I had some kind of coaching or training weekly if not daily starting when I was eight or nine years old and continuing until I was about 15. That's what happens when your father is on a National Guard shooting team and is deadly serious about being good at it.
I was also an active-duty Special Forces soldier for several years during the Cold War. I got almost no "training" on shooting in the sense that we're using that word on this thread. (On a handful of occasions, one of us would put something together on one of the less-structured range days that were all too rare back then. Sometimes that was very good. On a couple of occasions it was horrible and misinformed to the point of being counterproductive.) What I did get was a ton of training on how to fight: how to apply shooting skills in dynamic situations, how to plan your way in and out of them, and how to work in accord with other armed people.
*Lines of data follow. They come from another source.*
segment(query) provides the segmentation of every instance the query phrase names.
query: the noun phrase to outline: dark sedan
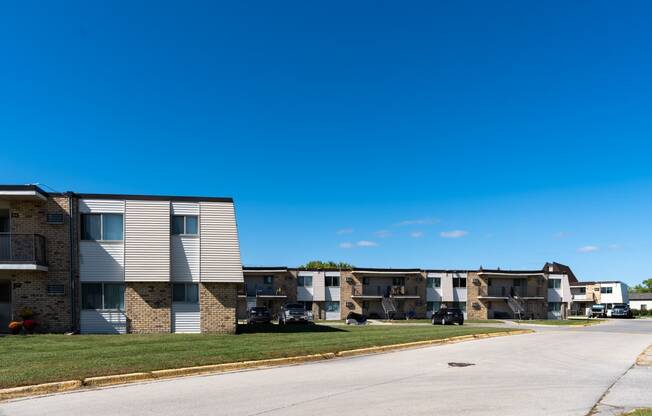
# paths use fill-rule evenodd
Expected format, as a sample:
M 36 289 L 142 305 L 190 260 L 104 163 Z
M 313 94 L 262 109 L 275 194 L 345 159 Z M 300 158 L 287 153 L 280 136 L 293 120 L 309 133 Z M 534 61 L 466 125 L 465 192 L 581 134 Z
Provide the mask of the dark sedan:
M 432 314 L 432 324 L 441 325 L 464 325 L 464 313 L 457 308 L 442 308 Z
M 256 306 L 249 309 L 248 324 L 268 324 L 272 322 L 272 314 L 264 306 Z

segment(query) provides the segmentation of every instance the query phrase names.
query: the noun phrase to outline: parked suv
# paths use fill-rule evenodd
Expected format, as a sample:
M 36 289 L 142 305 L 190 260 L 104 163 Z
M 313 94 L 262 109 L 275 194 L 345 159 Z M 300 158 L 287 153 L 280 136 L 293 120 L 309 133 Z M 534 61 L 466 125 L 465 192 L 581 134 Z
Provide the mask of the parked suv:
M 627 305 L 614 305 L 613 309 L 611 310 L 611 317 L 612 318 L 633 318 L 634 314 L 632 313 L 632 310 L 629 309 L 629 306 L 627 306 Z
M 266 307 L 256 306 L 249 309 L 248 324 L 268 324 L 270 322 L 272 322 L 272 314 Z
M 607 305 L 604 303 L 596 303 L 591 306 L 591 317 L 592 318 L 606 318 L 607 317 Z
M 442 308 L 432 314 L 432 324 L 441 325 L 464 325 L 464 314 L 461 309 L 457 308 Z
M 309 323 L 310 321 L 310 314 L 300 303 L 286 303 L 281 307 L 281 310 L 278 313 L 279 325 L 285 325 L 292 322 Z

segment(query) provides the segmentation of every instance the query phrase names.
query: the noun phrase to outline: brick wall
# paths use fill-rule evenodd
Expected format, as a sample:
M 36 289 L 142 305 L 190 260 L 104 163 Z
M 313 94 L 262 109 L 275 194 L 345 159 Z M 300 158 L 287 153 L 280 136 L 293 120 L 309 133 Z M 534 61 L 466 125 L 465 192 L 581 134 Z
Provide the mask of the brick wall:
M 488 319 L 487 304 L 478 299 L 481 290 L 488 290 L 487 281 L 478 276 L 477 272 L 469 272 L 466 277 L 467 319 Z
M 74 203 L 74 200 L 73 200 Z M 70 218 L 68 197 L 51 196 L 47 201 L 11 201 L 11 232 L 14 234 L 40 234 L 45 237 L 48 271 L 3 272 L 0 279 L 11 280 L 12 310 L 30 307 L 41 332 L 65 332 L 73 327 L 71 322 L 70 292 Z M 47 213 L 62 213 L 63 224 L 48 224 Z M 27 242 L 27 237 L 19 240 Z M 25 252 L 32 251 L 32 243 L 23 244 Z M 73 264 L 73 273 L 76 273 Z M 63 295 L 48 295 L 48 285 L 62 285 Z
M 168 282 L 128 282 L 125 286 L 127 331 L 133 334 L 171 331 L 172 285 Z
M 237 283 L 199 284 L 202 333 L 235 333 L 237 293 Z
M 351 297 L 354 286 L 362 287 L 362 279 L 359 279 L 350 270 L 343 270 L 340 277 L 340 311 L 342 319 L 346 319 L 349 312 L 362 313 L 362 301 Z

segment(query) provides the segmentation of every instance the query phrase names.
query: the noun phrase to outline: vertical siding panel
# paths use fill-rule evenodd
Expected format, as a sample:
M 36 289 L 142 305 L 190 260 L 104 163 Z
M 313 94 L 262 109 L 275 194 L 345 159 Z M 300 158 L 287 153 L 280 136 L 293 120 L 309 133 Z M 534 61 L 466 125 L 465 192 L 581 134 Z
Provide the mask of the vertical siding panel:
M 199 222 L 200 280 L 243 283 L 233 203 L 201 202 Z
M 125 281 L 170 280 L 170 202 L 127 201 Z

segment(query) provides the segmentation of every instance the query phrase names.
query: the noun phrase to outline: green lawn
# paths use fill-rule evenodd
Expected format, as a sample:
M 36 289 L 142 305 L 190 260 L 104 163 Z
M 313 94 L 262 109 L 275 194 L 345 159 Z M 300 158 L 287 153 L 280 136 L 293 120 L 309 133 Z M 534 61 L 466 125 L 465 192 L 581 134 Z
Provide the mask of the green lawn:
M 652 409 L 636 409 L 633 412 L 623 413 L 627 416 L 652 416 Z
M 239 335 L 27 335 L 0 338 L 0 388 L 84 377 L 337 352 L 504 331 L 465 326 L 263 325 Z
M 595 325 L 604 321 L 604 319 L 534 319 L 514 321 L 519 324 L 533 324 L 533 325 L 551 325 L 551 326 L 582 326 L 582 325 Z
M 431 323 L 430 319 L 400 319 L 396 321 L 390 321 L 393 324 L 418 324 L 418 323 Z M 497 319 L 467 319 L 464 321 L 465 324 L 502 324 L 503 321 Z

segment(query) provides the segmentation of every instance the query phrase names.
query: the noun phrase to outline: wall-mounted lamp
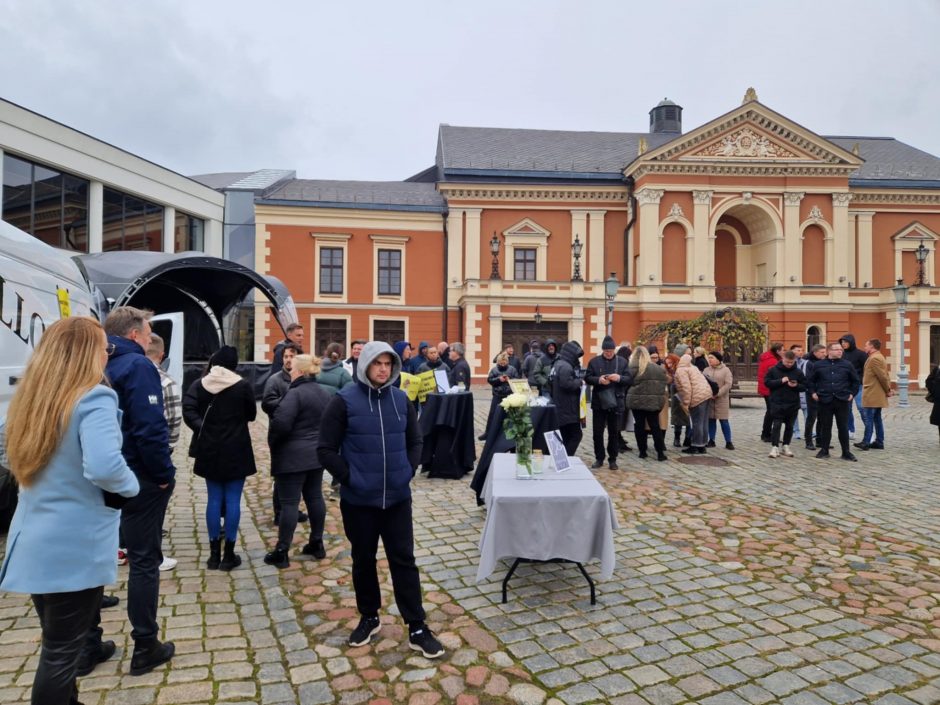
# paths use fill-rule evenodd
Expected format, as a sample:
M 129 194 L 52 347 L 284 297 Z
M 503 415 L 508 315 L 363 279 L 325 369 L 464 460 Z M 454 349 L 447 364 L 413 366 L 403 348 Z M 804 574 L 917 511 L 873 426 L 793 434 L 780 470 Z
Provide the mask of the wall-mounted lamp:
M 839 283 L 842 283 L 844 281 L 845 281 L 845 277 L 839 277 Z
M 493 231 L 493 239 L 490 240 L 490 253 L 493 255 L 493 271 L 490 272 L 490 279 L 501 279 L 499 276 L 499 238 L 496 237 L 496 231 Z
M 650 281 L 653 281 L 654 279 L 656 279 L 656 275 L 655 275 L 655 274 L 650 274 Z
M 790 281 L 791 281 L 791 282 L 795 282 L 795 281 L 796 281 L 796 275 L 795 275 L 795 274 L 791 274 L 791 275 L 790 275 Z
M 535 325 L 538 325 L 539 323 L 542 322 L 542 312 L 539 311 L 538 304 L 535 304 L 535 315 L 532 316 L 532 318 L 535 320 Z
M 862 282 L 862 288 L 863 288 L 863 289 L 867 289 L 867 288 L 870 287 L 870 286 L 871 286 L 871 282 Z
M 698 280 L 699 280 L 700 282 L 705 281 L 705 275 L 704 275 L 704 274 L 699 274 L 699 275 L 698 275 Z
M 578 237 L 577 233 L 574 236 L 574 242 L 571 243 L 571 254 L 574 257 L 574 274 L 571 277 L 571 281 L 579 282 L 581 281 L 581 248 L 584 245 L 581 244 L 581 239 Z

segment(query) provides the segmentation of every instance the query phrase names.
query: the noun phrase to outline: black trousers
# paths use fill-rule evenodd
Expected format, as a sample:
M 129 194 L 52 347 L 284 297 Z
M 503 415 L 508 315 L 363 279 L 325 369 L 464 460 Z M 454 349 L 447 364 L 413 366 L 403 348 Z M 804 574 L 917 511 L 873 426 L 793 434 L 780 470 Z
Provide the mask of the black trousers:
M 800 413 L 800 407 L 798 406 L 778 412 L 770 428 L 771 443 L 775 446 L 780 445 L 780 428 L 783 427 L 783 445 L 790 445 L 790 441 L 793 440 L 793 422 L 796 421 L 796 415 L 798 413 Z M 809 438 L 809 436 L 807 436 L 807 438 Z
M 594 457 L 597 462 L 604 462 L 604 430 L 607 430 L 607 457 L 610 462 L 617 460 L 617 451 L 620 450 L 620 414 L 617 409 L 604 411 L 591 409 L 591 422 L 594 427 Z
M 310 512 L 310 543 L 323 540 L 326 503 L 323 501 L 323 468 L 289 472 L 274 476 L 274 487 L 281 497 L 281 515 L 277 529 L 277 547 L 289 549 L 297 529 L 297 512 L 303 496 Z
M 764 423 L 761 425 L 760 437 L 761 440 L 765 438 L 770 438 L 771 426 L 773 425 L 774 419 L 770 415 L 770 397 L 764 397 Z
M 647 448 L 646 439 L 648 436 L 646 426 L 649 424 L 649 433 L 653 434 L 653 447 L 657 453 L 666 452 L 666 432 L 659 427 L 658 411 L 643 411 L 642 409 L 633 410 L 633 435 L 636 436 L 636 449 L 645 453 Z
M 160 632 L 157 603 L 160 600 L 160 563 L 163 551 L 163 518 L 175 483 L 161 489 L 139 477 L 140 493 L 121 510 L 121 530 L 127 543 L 127 617 L 131 638 L 152 643 Z
M 581 445 L 581 439 L 584 438 L 584 431 L 581 430 L 581 422 L 566 423 L 558 427 L 561 434 L 561 440 L 565 444 L 565 452 L 568 455 L 578 454 L 578 446 Z
M 839 433 L 839 445 L 842 447 L 842 455 L 847 455 L 849 449 L 849 414 L 852 413 L 852 402 L 832 401 L 817 402 L 818 421 L 816 427 L 816 437 L 820 450 L 827 450 L 832 442 L 832 419 L 835 417 L 836 429 Z
M 819 405 L 813 401 L 812 396 L 806 395 L 806 428 L 803 429 L 803 438 L 807 443 L 813 440 L 813 428 L 816 426 L 816 417 L 819 414 Z
M 70 705 L 78 702 L 75 670 L 103 587 L 78 592 L 33 595 L 42 626 L 42 651 L 33 678 L 32 705 Z
M 421 604 L 421 580 L 415 565 L 415 540 L 411 500 L 391 507 L 363 507 L 340 500 L 343 528 L 352 546 L 352 577 L 356 607 L 363 617 L 378 615 L 382 606 L 379 576 L 375 568 L 379 538 L 392 574 L 395 604 L 409 625 L 424 621 Z

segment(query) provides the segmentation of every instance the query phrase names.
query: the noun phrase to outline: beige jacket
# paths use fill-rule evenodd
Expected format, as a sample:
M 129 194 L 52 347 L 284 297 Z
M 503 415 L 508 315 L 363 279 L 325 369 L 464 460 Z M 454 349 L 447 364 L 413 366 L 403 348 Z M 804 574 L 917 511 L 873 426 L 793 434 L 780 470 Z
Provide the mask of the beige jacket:
M 862 406 L 869 409 L 888 408 L 888 392 L 891 381 L 888 379 L 888 365 L 880 352 L 872 353 L 865 361 L 862 375 Z
M 679 359 L 674 383 L 676 394 L 690 409 L 712 398 L 712 388 L 708 385 L 708 380 L 692 364 L 692 358 L 688 355 L 683 355 Z
M 712 408 L 708 415 L 713 419 L 728 419 L 731 417 L 731 385 L 734 376 L 731 369 L 721 363 L 718 367 L 706 367 L 702 373 L 718 385 L 718 394 L 712 400 Z

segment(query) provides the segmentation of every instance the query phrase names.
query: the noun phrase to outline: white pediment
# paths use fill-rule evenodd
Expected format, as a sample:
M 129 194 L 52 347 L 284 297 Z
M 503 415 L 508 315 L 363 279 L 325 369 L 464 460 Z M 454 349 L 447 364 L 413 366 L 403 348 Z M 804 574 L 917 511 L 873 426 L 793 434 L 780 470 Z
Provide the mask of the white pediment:
M 907 227 L 899 230 L 894 235 L 891 236 L 892 240 L 906 240 L 908 242 L 913 241 L 915 244 L 920 240 L 940 240 L 940 235 L 937 235 L 933 230 L 928 228 L 921 222 L 914 221 Z
M 544 240 L 551 232 L 536 223 L 531 218 L 523 218 L 515 225 L 503 230 L 503 237 L 531 237 Z

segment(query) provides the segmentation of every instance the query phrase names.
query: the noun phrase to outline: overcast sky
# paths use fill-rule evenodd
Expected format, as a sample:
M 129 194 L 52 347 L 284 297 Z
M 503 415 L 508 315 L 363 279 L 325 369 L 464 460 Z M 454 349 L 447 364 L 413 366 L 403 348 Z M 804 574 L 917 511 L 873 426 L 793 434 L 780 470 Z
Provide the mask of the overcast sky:
M 749 86 L 940 155 L 938 37 L 940 0 L 7 0 L 0 97 L 184 174 L 402 179 L 440 123 L 689 130 Z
Since I left the Army, I've trained with some solid folks. The best taught me how to continue training myself after class was over. For instance, Pat McNamara, Ken Hackathorn, and Larry Vickers would call it out in class: "Hey, guys, here's how to stay proficient and get better after you leave here..." Then they'd explain how to adjust par times, conditions, and scores for standard drills to improve specific aspects of performance. Dagga Boy also talks about this in the threads on the D Platoon Qualification Courses. I think that a lot of my fellow students missed the importance of this because it came late in the class when we had been shooting for several hours and were too focused on range-level minutiae and loading mags to recognize an actual long-term strategy that could keep us growing and learning as shooters/fighters for years.
That said, a lot of it depends on what you want to do with the skills you acquire.
6 will win a lot of fights but not all of them. 8 is a better place to be, and we all need help to get there.